Babylonne by Catherine Jinks
Series: The Pagan Chronicles #4
Genre: YA, historical fiction
Published on November 11, 2008
Published by Candlewick Press
Read From: 3.9.13 - 3.14.13
Early thirteenth-century Langeudoc is a place of valor, violence, and persecution. At age sixteen, Babylonne has survived six bloody sieges. She's tough, resourceful, and, now that her strict aunt and abusive grandmother intend to marry her off to a senile old man, desperate. Disguised as a boy,
Babylonne embarks on an action-packed adventure that amounts to a choice: trust the mysterious Catholic priest - a sworn enemy to her Cathar faith - who says he's a friend of her dead father, Pagan Kidrouk, or pursue a fairy-tale version of her future, one in which she'll fight a likely die in a vicious war with the French.
Cover Blurb: Yes or No? Divided. On the one hand, I always like covers that indicate what sort of story the book is going to be. But I don’t like the character impersonator, especially since Babylonne is half Arab, and that girl clearly isn’t.

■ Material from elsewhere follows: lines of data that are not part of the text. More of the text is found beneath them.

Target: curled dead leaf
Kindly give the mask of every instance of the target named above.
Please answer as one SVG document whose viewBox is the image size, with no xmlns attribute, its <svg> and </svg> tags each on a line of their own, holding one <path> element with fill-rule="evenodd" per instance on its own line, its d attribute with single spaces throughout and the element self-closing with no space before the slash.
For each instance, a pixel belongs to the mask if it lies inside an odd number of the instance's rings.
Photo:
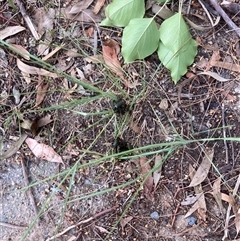
<svg viewBox="0 0 240 241">
<path fill-rule="evenodd" d="M 27 134 L 22 134 L 19 137 L 18 141 L 16 141 L 11 147 L 9 147 L 9 149 L 6 152 L 0 155 L 0 160 L 9 158 L 13 154 L 15 154 L 19 150 L 19 148 L 21 147 L 22 143 L 25 141 L 26 138 L 27 138 Z"/>
<path fill-rule="evenodd" d="M 20 59 L 17 59 L 17 66 L 22 72 L 27 73 L 27 74 L 44 75 L 44 76 L 48 76 L 48 77 L 52 77 L 52 78 L 58 78 L 59 77 L 58 74 L 49 72 L 45 69 L 41 69 L 41 68 L 37 68 L 37 67 L 27 65 L 27 64 L 23 63 Z"/>
<path fill-rule="evenodd" d="M 37 158 L 44 159 L 49 162 L 62 163 L 64 165 L 61 156 L 58 155 L 52 147 L 39 143 L 32 138 L 27 138 L 25 142 Z"/>
<path fill-rule="evenodd" d="M 202 163 L 198 167 L 195 175 L 193 176 L 189 187 L 197 186 L 205 180 L 212 165 L 213 155 L 214 149 L 209 149 L 205 152 Z"/>
<path fill-rule="evenodd" d="M 9 26 L 0 31 L 0 39 L 3 40 L 7 37 L 15 35 L 21 31 L 25 30 L 22 26 Z"/>
</svg>

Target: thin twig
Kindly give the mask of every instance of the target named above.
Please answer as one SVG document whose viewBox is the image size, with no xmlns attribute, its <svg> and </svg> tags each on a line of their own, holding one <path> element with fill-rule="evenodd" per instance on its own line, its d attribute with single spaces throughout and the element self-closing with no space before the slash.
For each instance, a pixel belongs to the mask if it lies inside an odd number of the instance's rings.
<svg viewBox="0 0 240 241">
<path fill-rule="evenodd" d="M 79 225 L 81 225 L 81 224 L 88 223 L 88 222 L 90 222 L 90 221 L 92 221 L 92 220 L 94 220 L 94 219 L 96 219 L 96 218 L 98 218 L 98 217 L 100 217 L 100 216 L 102 216 L 102 215 L 104 215 L 104 214 L 106 214 L 106 213 L 109 213 L 109 212 L 115 210 L 117 207 L 118 207 L 118 206 L 116 205 L 116 206 L 114 206 L 114 207 L 112 207 L 112 208 L 106 209 L 106 210 L 104 210 L 104 211 L 102 211 L 102 212 L 100 212 L 100 213 L 97 213 L 97 214 L 93 215 L 91 218 L 88 218 L 88 219 L 86 219 L 86 220 L 82 220 L 82 221 L 78 222 L 77 224 L 74 224 L 74 225 L 66 228 L 66 229 L 63 230 L 61 233 L 58 233 L 58 234 L 54 235 L 54 236 L 51 237 L 51 238 L 48 238 L 46 241 L 50 241 L 50 240 L 59 238 L 59 237 L 61 237 L 63 234 L 65 234 L 66 232 L 68 232 L 69 230 L 71 230 L 71 229 L 73 229 L 73 228 L 76 228 L 77 226 L 79 226 Z"/>
<path fill-rule="evenodd" d="M 238 180 L 237 180 L 236 185 L 235 185 L 234 190 L 233 190 L 233 194 L 232 194 L 233 197 L 236 196 L 237 191 L 239 189 L 239 186 L 240 186 L 240 175 L 238 175 Z M 222 240 L 225 240 L 228 237 L 228 231 L 229 231 L 228 230 L 228 224 L 229 224 L 229 220 L 230 220 L 231 208 L 232 208 L 231 204 L 229 203 L 228 209 L 227 209 L 227 214 L 226 214 L 225 226 L 224 226 L 224 235 L 223 235 Z"/>
<path fill-rule="evenodd" d="M 25 230 L 27 228 L 24 226 L 18 226 L 15 224 L 4 223 L 4 222 L 0 222 L 0 226 L 7 227 L 7 228 L 16 228 L 16 229 L 21 229 L 21 230 Z"/>
<path fill-rule="evenodd" d="M 240 28 L 228 17 L 228 15 L 225 13 L 225 11 L 220 7 L 217 0 L 210 0 L 210 3 L 213 5 L 213 7 L 216 9 L 216 11 L 221 15 L 221 17 L 224 19 L 224 21 L 227 23 L 227 25 L 232 28 L 237 35 L 240 37 Z"/>
<path fill-rule="evenodd" d="M 223 142 L 225 146 L 225 151 L 226 151 L 226 163 L 228 164 L 228 144 L 226 141 L 226 125 L 225 125 L 225 118 L 224 118 L 224 103 L 222 103 L 222 127 L 223 127 Z"/>
<path fill-rule="evenodd" d="M 40 39 L 40 36 L 39 34 L 37 33 L 33 23 L 32 23 L 32 20 L 30 19 L 30 17 L 27 15 L 27 12 L 26 12 L 26 9 L 24 8 L 23 6 L 23 3 L 20 1 L 20 0 L 16 0 L 16 3 L 19 7 L 19 11 L 20 13 L 22 14 L 29 30 L 31 31 L 33 37 L 36 39 L 36 40 L 39 40 Z"/>
<path fill-rule="evenodd" d="M 25 167 L 25 163 L 24 163 L 24 160 L 23 160 L 23 159 L 21 160 L 21 164 L 22 164 L 22 170 L 23 170 L 23 176 L 24 176 L 25 185 L 26 185 L 26 186 L 29 186 L 27 169 L 26 169 L 26 167 Z M 27 190 L 27 193 L 28 193 L 28 197 L 29 197 L 29 199 L 30 199 L 31 205 L 32 205 L 32 207 L 33 207 L 34 213 L 35 213 L 35 215 L 37 216 L 37 215 L 38 215 L 38 210 L 37 210 L 37 206 L 36 206 L 36 204 L 35 204 L 35 200 L 34 200 L 34 197 L 33 197 L 33 194 L 32 194 L 32 191 L 31 191 L 30 188 Z M 39 222 L 39 219 L 38 219 L 38 225 L 39 225 L 39 224 L 40 224 L 40 222 Z"/>
</svg>

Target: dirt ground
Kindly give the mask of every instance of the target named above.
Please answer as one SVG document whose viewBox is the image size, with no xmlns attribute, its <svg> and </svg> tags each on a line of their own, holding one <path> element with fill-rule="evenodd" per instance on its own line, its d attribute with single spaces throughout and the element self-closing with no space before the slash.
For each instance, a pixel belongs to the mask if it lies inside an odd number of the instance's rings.
<svg viewBox="0 0 240 241">
<path fill-rule="evenodd" d="M 123 82 L 86 60 L 95 54 L 94 31 L 99 53 L 108 38 L 121 43 L 122 29 L 99 26 L 109 1 L 96 16 L 99 1 L 86 1 L 91 20 L 84 22 L 56 16 L 79 1 L 23 1 L 43 45 L 11 2 L 0 0 L 0 30 L 26 30 L 5 41 L 39 58 L 62 46 L 49 64 L 118 100 L 66 76 L 24 73 L 18 60 L 39 63 L 0 44 L 0 240 L 217 241 L 227 231 L 224 240 L 240 240 L 240 41 L 225 21 L 203 31 L 191 27 L 198 54 L 178 84 L 155 53 L 131 64 L 119 54 Z M 210 24 L 200 2 L 184 3 L 183 14 L 189 6 L 189 19 Z M 178 2 L 169 5 L 177 8 Z M 240 26 L 239 13 L 227 13 Z M 201 74 L 207 71 L 224 81 Z M 61 161 L 37 157 L 29 139 L 53 148 Z M 206 153 L 212 153 L 208 169 Z M 157 160 L 163 164 L 154 169 Z M 206 172 L 198 185 L 190 185 L 191 167 Z"/>
</svg>

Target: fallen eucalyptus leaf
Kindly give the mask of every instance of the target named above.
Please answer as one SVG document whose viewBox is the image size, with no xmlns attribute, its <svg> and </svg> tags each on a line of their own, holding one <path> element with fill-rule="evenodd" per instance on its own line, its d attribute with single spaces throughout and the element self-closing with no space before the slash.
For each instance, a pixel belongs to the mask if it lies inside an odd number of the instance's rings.
<svg viewBox="0 0 240 241">
<path fill-rule="evenodd" d="M 21 145 L 23 144 L 23 142 L 25 141 L 25 139 L 27 138 L 27 134 L 22 134 L 18 141 L 15 142 L 11 147 L 9 147 L 9 149 L 4 152 L 2 155 L 0 155 L 0 160 L 6 159 L 11 157 L 13 154 L 15 154 L 19 148 L 21 147 Z"/>
<path fill-rule="evenodd" d="M 44 159 L 49 162 L 62 163 L 64 165 L 61 156 L 59 156 L 52 147 L 39 143 L 32 138 L 27 138 L 25 142 L 37 158 Z"/>
<path fill-rule="evenodd" d="M 189 187 L 195 187 L 202 183 L 208 175 L 209 169 L 212 165 L 212 159 L 214 155 L 214 149 L 209 149 L 205 152 L 202 163 L 198 167 L 195 175 L 192 178 L 192 181 Z"/>
</svg>

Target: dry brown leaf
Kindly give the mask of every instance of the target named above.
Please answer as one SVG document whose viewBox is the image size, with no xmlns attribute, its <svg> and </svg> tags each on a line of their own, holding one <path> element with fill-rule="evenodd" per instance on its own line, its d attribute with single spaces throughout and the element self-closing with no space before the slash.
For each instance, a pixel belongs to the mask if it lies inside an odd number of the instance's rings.
<svg viewBox="0 0 240 241">
<path fill-rule="evenodd" d="M 67 57 L 79 57 L 79 56 L 81 56 L 81 54 L 79 54 L 78 53 L 78 50 L 77 49 L 69 49 L 69 50 L 67 50 L 67 51 L 65 51 L 64 52 L 65 53 L 65 55 L 67 56 Z"/>
<path fill-rule="evenodd" d="M 93 11 L 90 9 L 85 9 L 78 14 L 70 13 L 71 9 L 72 9 L 71 6 L 67 7 L 67 8 L 61 8 L 60 15 L 64 19 L 70 19 L 70 20 L 79 21 L 79 22 L 99 23 L 102 21 L 102 17 L 100 15 L 94 14 Z"/>
<path fill-rule="evenodd" d="M 212 194 L 212 195 L 214 196 L 213 192 L 208 192 L 208 193 L 210 193 L 210 194 Z M 234 198 L 232 198 L 231 196 L 229 196 L 229 195 L 227 195 L 227 194 L 225 194 L 225 193 L 222 193 L 222 192 L 221 192 L 221 199 L 222 199 L 223 201 L 231 204 L 231 206 L 234 205 Z"/>
<path fill-rule="evenodd" d="M 220 212 L 223 213 L 223 204 L 221 197 L 221 177 L 218 177 L 217 180 L 213 183 L 213 196 L 220 208 Z"/>
<path fill-rule="evenodd" d="M 89 27 L 83 30 L 83 34 L 86 37 L 93 38 L 94 36 L 94 27 Z"/>
<path fill-rule="evenodd" d="M 240 72 L 239 64 L 233 64 L 233 63 L 222 62 L 222 61 L 212 61 L 211 65 L 214 67 L 219 67 L 219 68 L 228 69 L 231 71 Z"/>
<path fill-rule="evenodd" d="M 97 226 L 97 225 L 94 225 L 94 226 L 95 226 L 95 228 L 98 229 L 98 231 L 100 233 L 110 233 L 106 228 L 103 228 L 103 227 L 100 227 L 100 226 Z"/>
<path fill-rule="evenodd" d="M 46 96 L 47 89 L 49 84 L 44 84 L 44 81 L 40 81 L 40 83 L 36 87 L 37 96 L 36 96 L 36 104 L 35 107 L 39 106 Z"/>
<path fill-rule="evenodd" d="M 199 197 L 201 196 L 202 194 L 201 193 L 198 193 L 198 194 L 195 194 L 195 195 L 188 195 L 184 201 L 181 202 L 181 205 L 182 206 L 187 206 L 187 205 L 192 205 L 194 204 L 198 199 Z"/>
<path fill-rule="evenodd" d="M 202 163 L 198 167 L 189 187 L 194 187 L 199 185 L 205 180 L 208 175 L 209 169 L 212 165 L 212 159 L 214 155 L 214 149 L 206 150 L 205 156 L 203 157 Z"/>
<path fill-rule="evenodd" d="M 59 77 L 58 74 L 49 72 L 45 69 L 27 65 L 27 64 L 23 63 L 20 59 L 17 59 L 17 66 L 22 72 L 27 73 L 27 74 L 44 75 L 44 76 L 48 76 L 48 77 L 52 77 L 52 78 Z"/>
<path fill-rule="evenodd" d="M 157 168 L 153 172 L 154 187 L 156 188 L 162 174 L 162 157 L 160 155 L 155 157 L 154 168 Z"/>
<path fill-rule="evenodd" d="M 82 10 L 87 9 L 92 4 L 92 2 L 93 2 L 93 0 L 80 1 L 71 7 L 69 13 L 70 14 L 78 14 Z"/>
<path fill-rule="evenodd" d="M 22 27 L 22 26 L 9 26 L 9 27 L 6 27 L 6 28 L 0 30 L 0 39 L 4 40 L 5 38 L 10 37 L 12 35 L 15 35 L 15 34 L 21 32 L 23 30 L 25 30 L 25 28 Z"/>
<path fill-rule="evenodd" d="M 141 128 L 138 126 L 138 124 L 132 120 L 129 124 L 129 127 L 136 133 L 140 134 L 141 133 Z"/>
<path fill-rule="evenodd" d="M 200 73 L 198 73 L 198 75 L 201 75 L 201 74 L 211 76 L 211 77 L 213 77 L 215 80 L 218 80 L 219 82 L 226 82 L 226 81 L 231 80 L 231 79 L 225 79 L 225 78 L 223 78 L 222 76 L 220 76 L 219 74 L 214 73 L 214 72 L 212 72 L 212 71 L 205 71 L 205 72 L 200 72 Z"/>
<path fill-rule="evenodd" d="M 21 123 L 21 127 L 25 130 L 31 130 L 32 134 L 35 136 L 39 130 L 39 128 L 48 125 L 53 120 L 51 119 L 51 115 L 47 114 L 46 116 L 38 119 L 36 118 L 33 121 L 24 119 Z"/>
<path fill-rule="evenodd" d="M 11 147 L 9 147 L 9 149 L 6 152 L 0 155 L 0 160 L 9 158 L 13 154 L 15 154 L 19 150 L 19 148 L 21 147 L 22 143 L 25 141 L 26 138 L 27 138 L 27 134 L 22 134 L 19 137 L 18 141 L 16 141 Z"/>
<path fill-rule="evenodd" d="M 95 14 L 98 14 L 99 11 L 101 10 L 101 8 L 103 7 L 104 3 L 105 3 L 106 0 L 98 0 L 94 9 L 93 9 L 93 12 Z"/>
<path fill-rule="evenodd" d="M 59 156 L 52 147 L 43 143 L 38 143 L 32 138 L 27 138 L 25 142 L 37 158 L 44 159 L 49 162 L 62 163 L 64 165 L 61 156 Z"/>
<path fill-rule="evenodd" d="M 122 227 L 122 230 L 124 230 L 126 224 L 129 223 L 132 219 L 133 219 L 132 216 L 129 216 L 129 217 L 126 217 L 126 218 L 121 219 L 120 225 L 121 225 L 121 227 Z"/>
<path fill-rule="evenodd" d="M 112 39 L 108 39 L 102 46 L 104 62 L 115 74 L 124 79 L 121 64 L 117 57 L 119 51 L 119 44 Z"/>
<path fill-rule="evenodd" d="M 146 157 L 140 157 L 139 164 L 141 166 L 141 169 L 142 169 L 141 173 L 143 174 L 143 176 L 144 177 L 148 176 L 147 179 L 144 178 L 145 180 L 143 184 L 144 193 L 147 196 L 152 196 L 154 184 L 153 184 L 152 174 L 149 175 L 149 173 L 151 172 L 151 166 Z"/>
<path fill-rule="evenodd" d="M 103 56 L 101 54 L 93 55 L 93 56 L 84 58 L 84 60 L 87 61 L 88 63 L 99 64 L 103 62 Z"/>
<path fill-rule="evenodd" d="M 60 46 L 56 47 L 54 50 L 52 50 L 48 55 L 44 56 L 42 58 L 43 61 L 47 61 L 49 58 L 51 58 L 54 54 L 56 54 L 59 50 L 61 50 L 65 44 L 61 44 Z"/>
<path fill-rule="evenodd" d="M 220 60 L 220 52 L 219 50 L 213 51 L 213 54 L 210 58 L 210 60 L 207 63 L 205 71 L 209 71 L 209 69 L 212 67 L 212 63 Z"/>
<path fill-rule="evenodd" d="M 40 118 L 38 121 L 37 121 L 37 126 L 38 128 L 40 127 L 43 127 L 43 126 L 46 126 L 48 125 L 49 123 L 53 122 L 53 119 L 51 119 L 52 116 L 50 114 L 47 114 L 46 116 Z"/>
<path fill-rule="evenodd" d="M 197 202 L 195 202 L 193 204 L 193 206 L 188 210 L 188 212 L 185 214 L 184 218 L 189 217 L 190 215 L 192 215 L 195 211 L 197 211 L 199 208 L 199 205 Z"/>
</svg>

Characters: Babylonne is like the female version of Pagan Kidrouk, which makes sense, since she’s his daughter. She’s got his snarkiness, his penchant for finding trouble (and just like Pagan, it really isn’t her fault that so many bad things happen to her; it just does), and his quick thinking. But she’s also pretty bitter, and justifiably so. Her sarcasm has a super sharp edge that Pagan’s never did, and it’s this that sets her personality apart from his. Amazingly enough, though, Babylonne doesn’t have The Attitude, and she feels genuine - not like she has a major chip on her shoulder, and a need to prove herself. She’s a very strong, resourceful, and fun protagonist. I love Isidore perhaps even more than I did in Pagan’s Scribe. He’s kind and gentle and brave, and while he has grown from the naïve boy that he was in Pagan’s Scribe, he still has a bit of that innocence that makes one affectionately shake one’s head at him.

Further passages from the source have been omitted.